Dopo una prima parte di innocenza fanciullesca giocata fra le risate per i rutti a tavola e ludici blocchi stradali, arriva dirompente la guerra civile, e Agu assiste alle brutali uccisioni del padre e del fratello per poi essere catturato e costretto, a soli nove anni, a diventare un bambino soldato sotto l’egida di uno spocchioso comandante interpretato da Idris Elba. Sin dal periodo di addestramento, si susseguono tutti i possibili cliché del caso, dalla paura all’uccisione del primo uomo, dai crimini di guerra all’innocenza ritrovata con una corsa finale verso il mare che vorrebbe tendere ai 400 Colpi di Truffaut, ma si avvicina piuttosto all’offensivo I Bambini Sanno di Veltroni. Fukunaga strizza continuamente l’occhio al pubblico, alternando esplosioni di violenza ai limiti del gratuito (l’esecuzione con il machete, la donna uccisa durante uno stupro solo perché gli ricorda la madre, un susseguirsi di sequenze filmate a mano che sembrano quasi fare il verso al già evitabile Salvate il Soldato Ryan, il ratto delle prostitute in città in seguito ad un colpo partito accidentalmente) ad apparentemente infiniti istanti di uno strazio che mai diventa empatico, ma risulta piuttosto appiattito da un buonismo sempliciotto, privo di un reale cuore alla base quanto ammiccante nel ricordare continuamente quanto la guerra sia brutta e rovini le persone. Fino al cartello finale, nel quale si ricorda espressamente e per iscritto che i bambini non devono fare i soldati.

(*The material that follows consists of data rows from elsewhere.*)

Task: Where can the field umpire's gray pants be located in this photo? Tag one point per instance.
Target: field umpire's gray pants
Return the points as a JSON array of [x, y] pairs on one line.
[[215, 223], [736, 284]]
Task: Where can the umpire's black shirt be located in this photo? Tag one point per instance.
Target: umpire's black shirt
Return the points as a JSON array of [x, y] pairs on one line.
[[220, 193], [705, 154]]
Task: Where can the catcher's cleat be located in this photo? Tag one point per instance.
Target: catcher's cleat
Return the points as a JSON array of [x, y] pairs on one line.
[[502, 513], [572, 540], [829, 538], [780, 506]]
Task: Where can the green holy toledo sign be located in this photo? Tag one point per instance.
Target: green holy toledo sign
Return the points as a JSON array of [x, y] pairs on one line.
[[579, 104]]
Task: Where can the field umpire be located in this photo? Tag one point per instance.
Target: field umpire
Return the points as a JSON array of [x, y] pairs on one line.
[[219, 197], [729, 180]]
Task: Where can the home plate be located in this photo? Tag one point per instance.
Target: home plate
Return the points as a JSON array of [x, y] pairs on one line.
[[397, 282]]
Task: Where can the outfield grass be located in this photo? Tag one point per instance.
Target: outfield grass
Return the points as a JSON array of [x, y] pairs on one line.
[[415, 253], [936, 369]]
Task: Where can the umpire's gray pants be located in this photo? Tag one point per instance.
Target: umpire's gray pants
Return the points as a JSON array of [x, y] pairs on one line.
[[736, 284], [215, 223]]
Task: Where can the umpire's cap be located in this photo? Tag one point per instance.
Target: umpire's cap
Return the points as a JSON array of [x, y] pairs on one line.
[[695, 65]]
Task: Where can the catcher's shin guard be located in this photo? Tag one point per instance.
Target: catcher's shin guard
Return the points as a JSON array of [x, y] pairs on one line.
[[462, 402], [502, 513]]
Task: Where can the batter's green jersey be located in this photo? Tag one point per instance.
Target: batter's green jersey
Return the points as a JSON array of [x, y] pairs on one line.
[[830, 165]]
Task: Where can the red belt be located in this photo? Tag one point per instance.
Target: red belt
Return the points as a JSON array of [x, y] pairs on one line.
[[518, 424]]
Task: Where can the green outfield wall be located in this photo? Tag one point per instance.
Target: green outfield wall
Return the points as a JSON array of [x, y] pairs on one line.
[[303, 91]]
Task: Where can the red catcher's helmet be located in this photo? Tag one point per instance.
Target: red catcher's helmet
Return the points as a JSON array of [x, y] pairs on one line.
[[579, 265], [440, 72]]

Cary Fukunaga firma un prodotto che gronda, dalle pieghe narrative, un’infinità di problemi etici. È un film furbo, avido, teso alla cassetta quanto privo di reali ambizioni artistiche, umane o concettuali. Un film studiato a tavolino per concorrere agli Oscar, che si finge impegnato dimenticando che non basta l’argomento per fare il Cinema. Un film che vorrebbe essere duro, ma che non riesce mai ad essere un reale pugno nello stomaco, troppo impegnato a procedere in un impersonale accumulo delle tragedie narrate dalla voce off di Agu. Tratto dal libro omonimo di Uzodinma Iweala, Beasts of No Nation tralascia o quasi tutti gli intenti antropologici della fonte, limitandosi ad essere uno sterile pamphlet sull’infanzia violata, incapace di compiere una reale riflessione su una società di guerriglieri, politici corrotti, bambini poveri, radici e tradizioni che vengono calpestate ed estirpate. In questo senso, quello di Fukunaga è un film profondamente sbagliato, un’occasione perduta che non meriterebbe una vetrina importante come il Concorso veneziano. Ma che piacerà, e parecchio, all’elettorato democratico negli States.